Communicating with and recruiting animals is also intended to provide new options for how players interact with wilderness locales, and also gives players the opportunity to mess around more with animals which everyone seems to love doing.
My initial vision for this class was to give bonuses to things involved in wilderness travel, namely not getting lost, foraging and hunting, and tracking monsters to their lairs. Those abilities, in addition to being somewhat boring, are more focused on travel and less on actual adventuring in wilderness locales. But I wanted to throw the foraging ability in there because it seems odd that someone native to the wilderness would have trouble getting something to eat.
The reckless attack ability is intended to be the wild man-version of a thief's backstab and also to prevent the wild man from being outclassed by the beefier cleric while not stepping on the fighter's toes of being the signature martial class.
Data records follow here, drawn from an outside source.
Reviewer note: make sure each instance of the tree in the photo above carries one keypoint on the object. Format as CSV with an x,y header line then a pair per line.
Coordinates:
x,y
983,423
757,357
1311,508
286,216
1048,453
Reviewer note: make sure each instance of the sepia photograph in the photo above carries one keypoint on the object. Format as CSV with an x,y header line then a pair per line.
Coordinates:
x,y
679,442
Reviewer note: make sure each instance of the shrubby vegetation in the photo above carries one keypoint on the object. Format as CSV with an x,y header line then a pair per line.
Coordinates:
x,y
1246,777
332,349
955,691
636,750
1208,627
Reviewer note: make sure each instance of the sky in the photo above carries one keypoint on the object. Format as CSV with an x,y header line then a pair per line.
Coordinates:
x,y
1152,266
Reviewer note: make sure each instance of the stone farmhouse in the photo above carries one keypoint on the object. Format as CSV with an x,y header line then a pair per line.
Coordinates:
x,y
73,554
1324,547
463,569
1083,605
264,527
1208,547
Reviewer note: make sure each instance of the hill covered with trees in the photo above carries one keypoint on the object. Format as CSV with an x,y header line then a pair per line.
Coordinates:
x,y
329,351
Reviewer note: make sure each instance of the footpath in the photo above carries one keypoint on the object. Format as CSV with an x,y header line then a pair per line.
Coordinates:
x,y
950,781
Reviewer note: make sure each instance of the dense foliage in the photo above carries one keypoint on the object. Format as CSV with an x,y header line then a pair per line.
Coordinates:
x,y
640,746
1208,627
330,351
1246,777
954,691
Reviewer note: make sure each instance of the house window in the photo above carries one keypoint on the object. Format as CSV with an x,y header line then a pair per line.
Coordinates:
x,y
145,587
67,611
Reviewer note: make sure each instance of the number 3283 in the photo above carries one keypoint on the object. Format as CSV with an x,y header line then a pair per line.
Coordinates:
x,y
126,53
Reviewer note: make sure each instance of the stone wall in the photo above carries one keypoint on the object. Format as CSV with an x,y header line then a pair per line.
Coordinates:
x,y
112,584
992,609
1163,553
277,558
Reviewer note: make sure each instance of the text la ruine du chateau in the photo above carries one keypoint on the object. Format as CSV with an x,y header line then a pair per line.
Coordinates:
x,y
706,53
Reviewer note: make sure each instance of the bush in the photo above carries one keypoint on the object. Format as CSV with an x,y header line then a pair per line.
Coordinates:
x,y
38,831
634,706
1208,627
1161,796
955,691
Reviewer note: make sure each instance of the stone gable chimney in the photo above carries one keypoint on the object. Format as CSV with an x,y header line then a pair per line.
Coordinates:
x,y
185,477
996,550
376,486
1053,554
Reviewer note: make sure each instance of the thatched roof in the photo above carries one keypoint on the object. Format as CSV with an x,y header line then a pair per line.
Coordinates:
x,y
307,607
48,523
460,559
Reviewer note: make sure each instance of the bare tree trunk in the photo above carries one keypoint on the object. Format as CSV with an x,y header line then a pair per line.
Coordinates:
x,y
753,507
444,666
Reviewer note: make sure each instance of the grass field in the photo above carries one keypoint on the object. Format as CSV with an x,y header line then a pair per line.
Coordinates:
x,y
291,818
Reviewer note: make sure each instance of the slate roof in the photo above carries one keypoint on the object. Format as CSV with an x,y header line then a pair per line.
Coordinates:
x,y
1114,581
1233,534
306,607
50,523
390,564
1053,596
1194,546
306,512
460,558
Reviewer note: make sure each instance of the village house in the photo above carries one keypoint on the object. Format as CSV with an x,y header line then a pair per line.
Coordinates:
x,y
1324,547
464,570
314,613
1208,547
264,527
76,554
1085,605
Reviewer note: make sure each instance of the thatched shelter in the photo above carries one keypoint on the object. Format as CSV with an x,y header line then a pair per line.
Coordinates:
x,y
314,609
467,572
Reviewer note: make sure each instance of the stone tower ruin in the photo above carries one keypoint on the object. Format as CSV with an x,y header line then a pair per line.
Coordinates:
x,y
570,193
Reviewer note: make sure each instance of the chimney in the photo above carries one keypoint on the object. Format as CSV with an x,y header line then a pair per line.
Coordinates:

Why wild man and not barbarian?
Barbarian is an admittedly better and more metal-sounding (so better) term, but it comes with a lot of baggage being a class that's like a figher-but-not-quite. The wild man can easily be considered a re-imagined barbarian, but it is explicitly more Tarzan than Conan.
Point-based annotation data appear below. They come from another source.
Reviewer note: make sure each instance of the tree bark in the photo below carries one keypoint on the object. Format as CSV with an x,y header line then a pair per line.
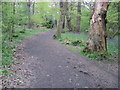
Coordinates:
x,y
61,20
78,17
97,35
29,14
68,17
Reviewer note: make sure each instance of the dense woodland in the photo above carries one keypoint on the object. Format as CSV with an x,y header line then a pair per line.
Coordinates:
x,y
91,26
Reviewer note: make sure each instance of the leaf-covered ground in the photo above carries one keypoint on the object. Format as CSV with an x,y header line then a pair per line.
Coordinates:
x,y
43,62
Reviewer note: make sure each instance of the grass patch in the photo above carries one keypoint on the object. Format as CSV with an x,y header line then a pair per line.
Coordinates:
x,y
8,47
68,39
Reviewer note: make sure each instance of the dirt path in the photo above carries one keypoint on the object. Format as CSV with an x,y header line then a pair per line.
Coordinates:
x,y
52,65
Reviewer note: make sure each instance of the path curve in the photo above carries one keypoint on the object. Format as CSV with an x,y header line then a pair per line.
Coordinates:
x,y
57,67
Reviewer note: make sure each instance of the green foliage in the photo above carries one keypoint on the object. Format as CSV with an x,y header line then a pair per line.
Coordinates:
x,y
46,14
112,19
70,39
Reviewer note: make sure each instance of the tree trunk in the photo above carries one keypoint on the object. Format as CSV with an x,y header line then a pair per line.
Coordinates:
x,y
29,14
13,23
97,34
78,17
68,17
61,20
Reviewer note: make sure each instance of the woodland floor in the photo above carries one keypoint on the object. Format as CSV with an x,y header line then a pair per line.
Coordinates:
x,y
45,63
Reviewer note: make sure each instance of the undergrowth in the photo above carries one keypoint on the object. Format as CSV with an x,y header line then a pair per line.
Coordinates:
x,y
69,38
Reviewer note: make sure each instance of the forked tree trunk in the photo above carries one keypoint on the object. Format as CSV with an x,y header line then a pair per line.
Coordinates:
x,y
77,29
97,34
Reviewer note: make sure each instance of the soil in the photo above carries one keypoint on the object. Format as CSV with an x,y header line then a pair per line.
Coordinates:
x,y
42,62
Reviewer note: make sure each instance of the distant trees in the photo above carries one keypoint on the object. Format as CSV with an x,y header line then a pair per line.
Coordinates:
x,y
97,35
61,19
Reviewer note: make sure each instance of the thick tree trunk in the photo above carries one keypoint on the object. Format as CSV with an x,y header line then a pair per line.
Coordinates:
x,y
97,34
68,17
61,20
78,17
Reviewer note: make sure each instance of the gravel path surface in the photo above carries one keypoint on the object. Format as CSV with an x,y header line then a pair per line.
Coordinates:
x,y
52,65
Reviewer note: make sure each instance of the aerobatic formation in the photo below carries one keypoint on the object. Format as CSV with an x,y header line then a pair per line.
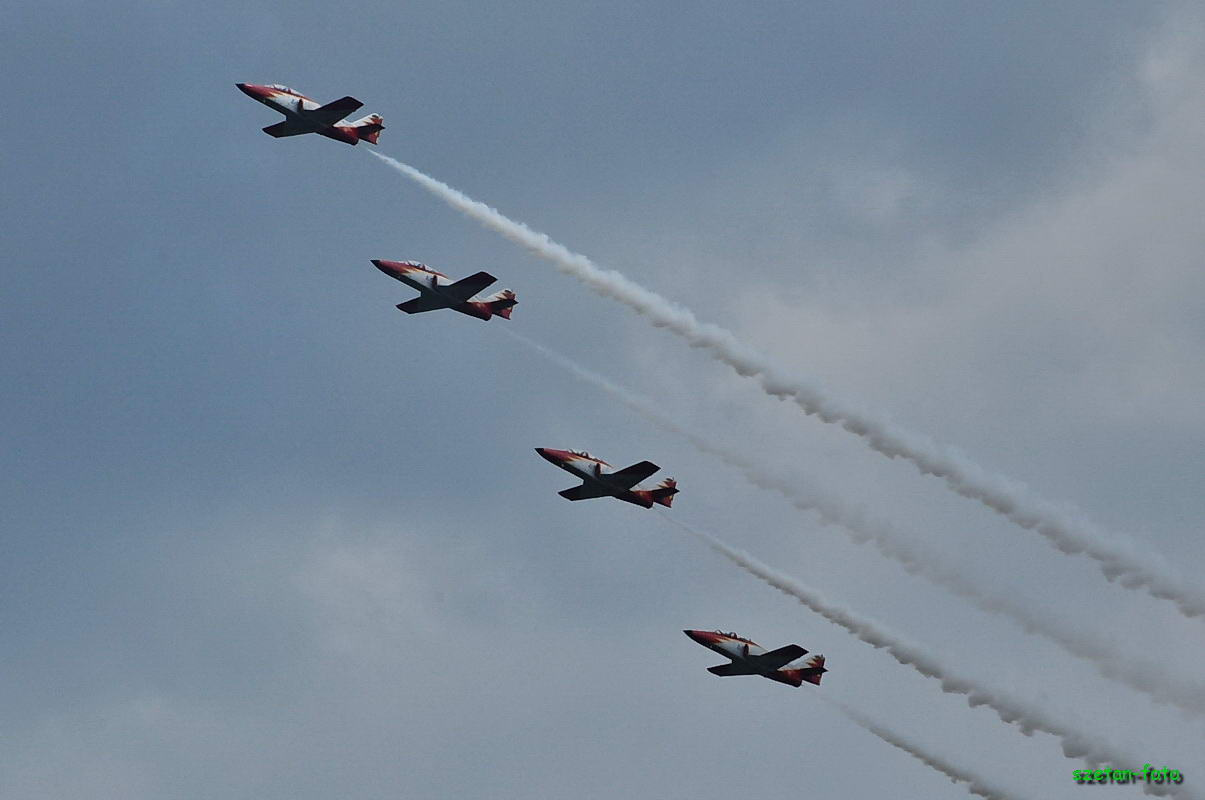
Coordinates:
x,y
598,478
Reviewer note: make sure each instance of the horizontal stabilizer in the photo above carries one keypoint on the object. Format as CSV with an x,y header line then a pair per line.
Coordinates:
x,y
501,303
664,492
724,670
334,111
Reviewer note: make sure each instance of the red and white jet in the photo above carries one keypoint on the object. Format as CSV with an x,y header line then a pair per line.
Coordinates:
x,y
441,292
597,483
748,658
305,116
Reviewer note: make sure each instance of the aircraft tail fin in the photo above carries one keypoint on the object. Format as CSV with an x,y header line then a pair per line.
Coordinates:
x,y
501,303
664,492
812,671
368,129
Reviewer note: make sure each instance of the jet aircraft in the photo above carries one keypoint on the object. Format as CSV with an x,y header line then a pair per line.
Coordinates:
x,y
750,658
598,483
441,292
306,116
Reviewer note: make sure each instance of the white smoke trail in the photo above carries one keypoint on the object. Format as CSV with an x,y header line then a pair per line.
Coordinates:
x,y
1010,710
1068,530
974,783
1140,675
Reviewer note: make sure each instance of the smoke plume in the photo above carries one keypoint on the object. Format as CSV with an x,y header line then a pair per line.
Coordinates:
x,y
1141,675
1067,529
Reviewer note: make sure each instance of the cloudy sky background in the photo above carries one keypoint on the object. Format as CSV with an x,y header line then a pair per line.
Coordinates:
x,y
265,536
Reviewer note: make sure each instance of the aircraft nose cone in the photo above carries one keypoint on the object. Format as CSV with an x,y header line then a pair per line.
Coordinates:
x,y
251,90
548,454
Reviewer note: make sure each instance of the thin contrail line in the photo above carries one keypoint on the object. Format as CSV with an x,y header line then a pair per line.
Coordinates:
x,y
1010,710
1141,675
1067,529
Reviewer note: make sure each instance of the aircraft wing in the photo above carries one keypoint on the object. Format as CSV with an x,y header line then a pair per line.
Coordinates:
x,y
724,670
781,657
287,128
630,476
465,288
583,492
423,303
334,111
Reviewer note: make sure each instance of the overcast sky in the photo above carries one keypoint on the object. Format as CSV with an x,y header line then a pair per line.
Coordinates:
x,y
264,536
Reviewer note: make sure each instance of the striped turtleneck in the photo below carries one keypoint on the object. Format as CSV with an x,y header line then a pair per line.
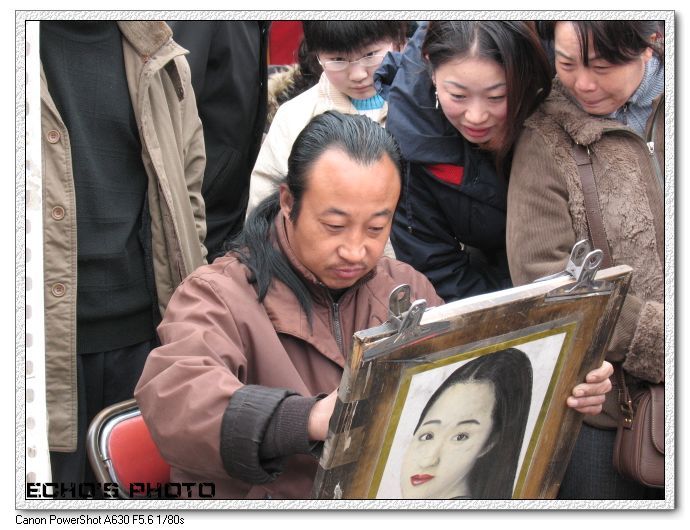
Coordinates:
x,y
635,113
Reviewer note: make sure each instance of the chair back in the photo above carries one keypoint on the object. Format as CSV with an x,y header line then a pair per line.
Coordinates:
x,y
121,451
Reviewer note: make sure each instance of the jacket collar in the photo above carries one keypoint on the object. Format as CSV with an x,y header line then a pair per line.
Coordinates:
x,y
146,37
583,128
Wild men as an artistic motif were actually huge in medieval Europe, decorating all sorts of paintings, manuscripts, coats-of-arms, and household objects.
Here are a few words from The Wild Man: Medieval Myth and Symbolism by Timothy Husband, which I found quite illuminating:
Primitive, irrational, and heretical, the wild man would seem to have been a pariah in a world obsessed with religious interpretation and order. Yet it is largely these very characteristics of medieval society that explain the wild man's invention and development ... The wild man likewise served to counterpoise the accepted standards of conduct of society in general. If the average man could not articulate what he meant by "civilized" in positive terms, he could readily do so in negative terms by pointing to the wild man. As the dialectical antithesis of all man should strive for, the wild man was the abstract concept of "noncivilization" rendered as a fearful physical reality.